Fußball Bezirksliga: Derby der Punktlosen in Schramberg

Albijan Spahija (rechts) und die SG Schramberg/Sulgen haben das brisante Derby gegen die SG Hardt/Lauterbach vor der Brust. Im Kellerduell hilft beiden Teams nur ein Sieg
Bernd MüllerSG Schramberg/Sulgen – SG Hardt/Lauterbach (Samstag, 17.15 Uhr). Somit kommt dem Aufeinandertreffen eine enorme Bedeutung zu, steckt viel Brisanz im Kellerduell. Nur der Sieger kann den Anschluss ans untere Mittelfeld herstellen. Besonders düster sieht die Lage der Gastgeber aus. Drei deftige Niederlagen und schon 20 Gegentore machen deutlich, die Abwehr ist aktuell der Schwachpunkt bei der SG Schramberg/Sulgen.
Gast-SG wirkt gefestigter
Zumindest in diesem Mannschaftsteil wirkt die SG Hardt/Lauterbach gefestigter, musste nur sieben Treffer in den bisher drei Spielen hinnehmen. Auch was die Leistung insgesamt betrifft, bietet die Gast-SG mehr Niveau. Pech hatte die Mannschaft des Trainergespanns Marco Lenz und Yannick Broghammer, dass man bei den zwei knappen Heimniederlagen gegen den TSV Straßberg und FC Hechingen den entscheidenden Treffer, der die 0:1-Niederlagen besiegelte, jeweils in der Nachspielzeit hinnehmen musste. Und das, obwohl man selbst etliche Hochkaräter hatte.
Beide wollen Zählbares
„Unser Ziel ist es, aus dem Derby etwas Zählbares mitzunehmen. Auch wenn beide Teams derzeit eine ähnliche Ausgangssituation haben, unterschätzen wir Hardt/Lauterbach keinesfalls. Wir hoffen auf ein gutes und vor allem für die Zuschauer unterhaltsames Spiel“ sagt Kajetan Kohlmann, Trainer der SG Schramberg/Sulgen, zu den Erwartungen, mit denen man in das Derby gehe.
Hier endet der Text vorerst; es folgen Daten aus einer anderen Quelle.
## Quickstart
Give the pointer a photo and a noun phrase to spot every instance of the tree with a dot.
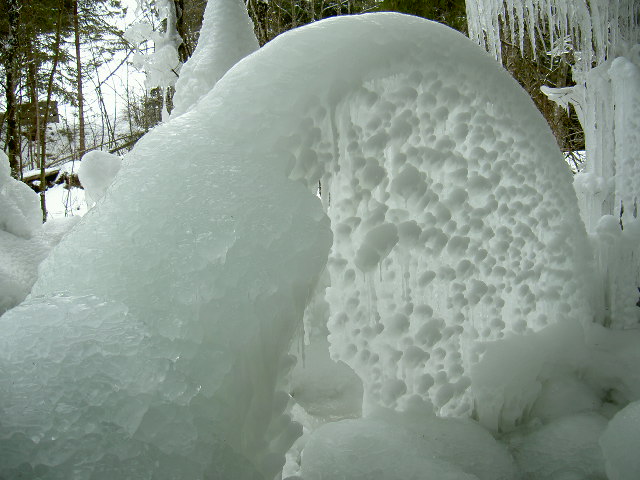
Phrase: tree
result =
(449, 12)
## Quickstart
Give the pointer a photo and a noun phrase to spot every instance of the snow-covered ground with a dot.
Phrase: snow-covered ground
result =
(434, 315)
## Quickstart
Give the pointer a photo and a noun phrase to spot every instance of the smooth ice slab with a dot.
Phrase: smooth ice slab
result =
(454, 226)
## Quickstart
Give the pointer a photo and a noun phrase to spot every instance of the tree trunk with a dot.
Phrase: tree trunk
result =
(13, 142)
(33, 83)
(81, 132)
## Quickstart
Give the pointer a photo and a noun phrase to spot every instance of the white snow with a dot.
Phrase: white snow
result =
(620, 444)
(226, 37)
(446, 264)
(24, 241)
(96, 172)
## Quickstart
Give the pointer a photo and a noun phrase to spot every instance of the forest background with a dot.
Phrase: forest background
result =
(70, 83)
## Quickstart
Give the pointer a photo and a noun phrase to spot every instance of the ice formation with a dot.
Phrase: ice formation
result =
(24, 241)
(620, 444)
(230, 38)
(455, 276)
(96, 172)
(162, 66)
(604, 36)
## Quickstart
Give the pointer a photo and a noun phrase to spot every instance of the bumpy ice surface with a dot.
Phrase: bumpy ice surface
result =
(454, 230)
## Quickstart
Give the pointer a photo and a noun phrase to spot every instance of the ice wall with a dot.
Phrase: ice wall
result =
(455, 232)
(226, 38)
(604, 36)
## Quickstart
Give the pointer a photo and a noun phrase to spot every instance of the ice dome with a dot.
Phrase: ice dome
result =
(448, 228)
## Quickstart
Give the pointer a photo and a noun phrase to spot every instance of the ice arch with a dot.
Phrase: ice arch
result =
(454, 226)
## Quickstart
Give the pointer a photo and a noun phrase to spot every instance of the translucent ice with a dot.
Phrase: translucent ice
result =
(24, 241)
(97, 171)
(226, 38)
(455, 235)
(620, 444)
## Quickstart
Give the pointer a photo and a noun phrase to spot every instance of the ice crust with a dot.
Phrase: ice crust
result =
(386, 446)
(228, 38)
(24, 241)
(456, 239)
(96, 172)
(620, 444)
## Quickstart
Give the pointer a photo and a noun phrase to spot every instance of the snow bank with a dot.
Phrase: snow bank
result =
(24, 242)
(388, 446)
(456, 241)
(96, 172)
(620, 444)
(227, 37)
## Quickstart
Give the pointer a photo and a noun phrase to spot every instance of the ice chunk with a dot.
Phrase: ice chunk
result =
(207, 264)
(226, 37)
(97, 171)
(24, 243)
(20, 212)
(620, 442)
(401, 446)
(565, 449)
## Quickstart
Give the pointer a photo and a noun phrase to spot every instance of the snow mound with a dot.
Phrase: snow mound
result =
(455, 228)
(228, 38)
(565, 449)
(24, 241)
(96, 172)
(20, 212)
(394, 446)
(620, 442)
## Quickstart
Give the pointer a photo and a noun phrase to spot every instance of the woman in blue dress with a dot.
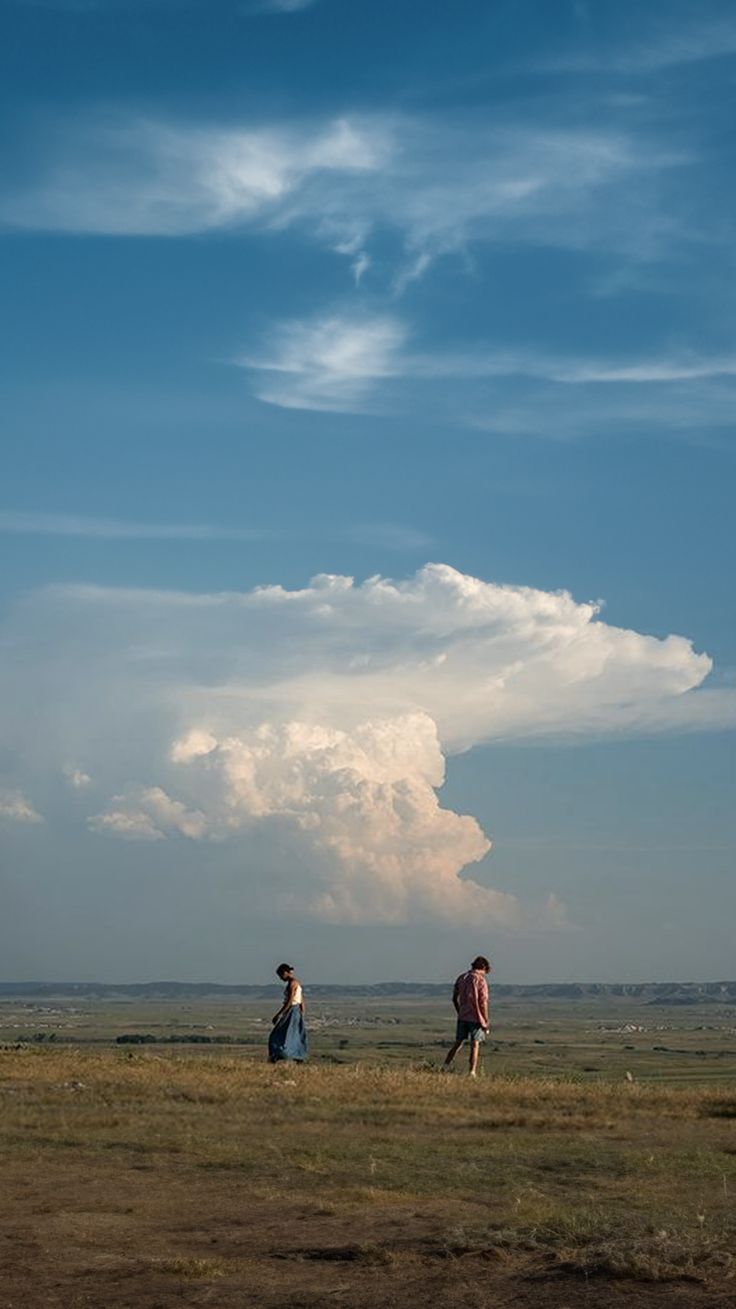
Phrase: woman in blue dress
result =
(288, 1034)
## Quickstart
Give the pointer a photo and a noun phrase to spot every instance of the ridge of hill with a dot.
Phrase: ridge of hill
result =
(647, 992)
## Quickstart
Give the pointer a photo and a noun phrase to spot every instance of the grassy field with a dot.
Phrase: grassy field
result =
(163, 1176)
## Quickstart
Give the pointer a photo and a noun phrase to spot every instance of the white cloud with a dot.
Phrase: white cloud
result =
(664, 46)
(328, 363)
(276, 5)
(16, 808)
(389, 536)
(343, 363)
(148, 813)
(77, 778)
(21, 522)
(322, 716)
(152, 178)
(439, 183)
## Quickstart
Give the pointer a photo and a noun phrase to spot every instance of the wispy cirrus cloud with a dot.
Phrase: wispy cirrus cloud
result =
(438, 183)
(16, 808)
(331, 363)
(349, 363)
(390, 536)
(658, 47)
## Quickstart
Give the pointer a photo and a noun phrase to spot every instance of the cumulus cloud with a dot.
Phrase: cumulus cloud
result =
(16, 808)
(148, 813)
(324, 716)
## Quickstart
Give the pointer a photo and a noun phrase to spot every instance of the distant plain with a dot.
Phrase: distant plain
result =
(593, 1163)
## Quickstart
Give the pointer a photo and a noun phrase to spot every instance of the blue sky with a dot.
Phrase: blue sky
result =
(347, 288)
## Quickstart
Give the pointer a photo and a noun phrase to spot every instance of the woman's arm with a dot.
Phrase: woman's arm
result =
(288, 998)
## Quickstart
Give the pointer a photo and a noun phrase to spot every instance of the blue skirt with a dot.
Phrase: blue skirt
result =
(288, 1037)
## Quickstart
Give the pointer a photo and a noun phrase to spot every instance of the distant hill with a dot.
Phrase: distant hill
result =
(646, 992)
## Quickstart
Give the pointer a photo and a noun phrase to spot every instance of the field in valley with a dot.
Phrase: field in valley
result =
(187, 1172)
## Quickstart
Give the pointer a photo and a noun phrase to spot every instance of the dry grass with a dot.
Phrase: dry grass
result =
(557, 1177)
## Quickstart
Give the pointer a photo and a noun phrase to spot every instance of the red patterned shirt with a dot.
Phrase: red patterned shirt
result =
(470, 996)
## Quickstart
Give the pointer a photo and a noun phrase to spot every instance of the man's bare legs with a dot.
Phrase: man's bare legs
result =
(452, 1053)
(474, 1058)
(474, 1055)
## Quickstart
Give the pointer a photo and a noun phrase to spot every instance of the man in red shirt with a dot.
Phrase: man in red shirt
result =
(470, 1000)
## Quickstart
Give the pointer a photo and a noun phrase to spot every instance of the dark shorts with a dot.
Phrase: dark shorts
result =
(469, 1032)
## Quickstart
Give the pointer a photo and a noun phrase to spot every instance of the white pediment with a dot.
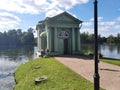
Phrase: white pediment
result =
(65, 17)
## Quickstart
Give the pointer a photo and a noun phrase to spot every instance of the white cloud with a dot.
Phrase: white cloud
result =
(99, 19)
(67, 4)
(87, 23)
(108, 23)
(38, 6)
(118, 19)
(8, 20)
(53, 12)
(89, 30)
(24, 6)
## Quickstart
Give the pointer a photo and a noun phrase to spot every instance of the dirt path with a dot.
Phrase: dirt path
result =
(109, 74)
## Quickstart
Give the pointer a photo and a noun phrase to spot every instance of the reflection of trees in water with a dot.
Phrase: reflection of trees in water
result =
(112, 47)
(118, 49)
(17, 53)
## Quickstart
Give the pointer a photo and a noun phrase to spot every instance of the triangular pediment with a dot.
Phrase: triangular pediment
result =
(65, 17)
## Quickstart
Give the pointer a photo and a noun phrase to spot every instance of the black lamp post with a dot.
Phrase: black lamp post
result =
(96, 74)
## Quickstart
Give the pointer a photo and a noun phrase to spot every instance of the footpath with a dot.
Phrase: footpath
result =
(109, 74)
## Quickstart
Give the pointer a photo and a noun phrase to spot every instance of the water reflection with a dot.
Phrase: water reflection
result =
(111, 51)
(10, 59)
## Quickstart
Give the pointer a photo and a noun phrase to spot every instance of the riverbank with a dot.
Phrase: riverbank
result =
(59, 76)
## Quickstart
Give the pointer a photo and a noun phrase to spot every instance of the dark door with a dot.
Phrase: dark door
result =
(66, 49)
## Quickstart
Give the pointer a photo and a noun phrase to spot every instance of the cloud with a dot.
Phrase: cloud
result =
(99, 19)
(105, 28)
(24, 6)
(8, 20)
(118, 19)
(38, 6)
(87, 23)
(67, 4)
(53, 12)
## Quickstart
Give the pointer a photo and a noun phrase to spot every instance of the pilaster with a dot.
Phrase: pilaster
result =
(78, 40)
(73, 39)
(56, 40)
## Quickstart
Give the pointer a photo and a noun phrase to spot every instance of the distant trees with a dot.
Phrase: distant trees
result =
(89, 38)
(17, 37)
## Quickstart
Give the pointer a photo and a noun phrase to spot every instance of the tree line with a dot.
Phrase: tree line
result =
(16, 37)
(89, 38)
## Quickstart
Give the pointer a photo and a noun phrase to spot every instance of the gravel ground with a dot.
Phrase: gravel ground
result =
(109, 74)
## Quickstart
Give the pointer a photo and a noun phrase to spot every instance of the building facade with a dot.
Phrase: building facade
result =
(59, 34)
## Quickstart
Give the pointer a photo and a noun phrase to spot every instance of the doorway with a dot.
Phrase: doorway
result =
(66, 48)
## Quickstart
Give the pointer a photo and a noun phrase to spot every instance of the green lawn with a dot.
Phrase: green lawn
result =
(111, 61)
(59, 76)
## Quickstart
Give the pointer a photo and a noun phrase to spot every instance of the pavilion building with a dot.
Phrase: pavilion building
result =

Zur personellen Situation der Gastgeber meint Kohlmann: „Einige wichtige Spieler fehlen uns noch und manche sind noch nicht wieder bei 100 Prozent. Trotzdem fühlen wir uns für das Wochenende gut aufgestellt und gehen hochmotiviert in die Partie.“
Im Derby ist Wille entscheidend
Marco Lenz, Spielertrainer der SG Hardt/Lauterbach, der zuletzt verletzt zum Zuschauen verurteilt war, betont: „Bei einem Derby zählt nicht die Tabelle, sondern der Wille, das Spiel unbedingt gewinnen zu wollen. Und wir wollen gewinnen!“. Weiter fügt Lenz an: „Wir gehen mit einer gesunden Mischung aus Respekt und Entschlossenheit in das Derby. Wir wissen natürlich, dass beide nicht optimal gestartet sind.“ Auch bei den Gästen ist die personelle Lage nicht ideal. „Dennoch ist das kein Grund zur Ausrede“, stellt Lenz klar. „Wir haben ein paar Spieler, die urlaubsbedingt fehlen, ein paar verletzte Spieler und zwei bis drei angeschlagene, deren Einsatz noch fraglich ist. Unser Kader ist aber breit genug, um das aufzufangen.“
Ausgangslage schwierig
Somit ist die Ausgangslage für beide Mannschaften gleichermaßen schwierig, ebenso die Frage nach dem Sieger. Für Kajetan Kohlmann „wird die Tagesform entscheiden sein. Wer seine Qualitäten auf den Platz bringt, hat die besseren Chancen. Auch der Wille wird in diesem Derby eine große Rolle spielen. Insgesamt erwarten wir ein Duell auf Augenhöhe und freuen uns sehr darauf“, so der Coach der Gastgeber.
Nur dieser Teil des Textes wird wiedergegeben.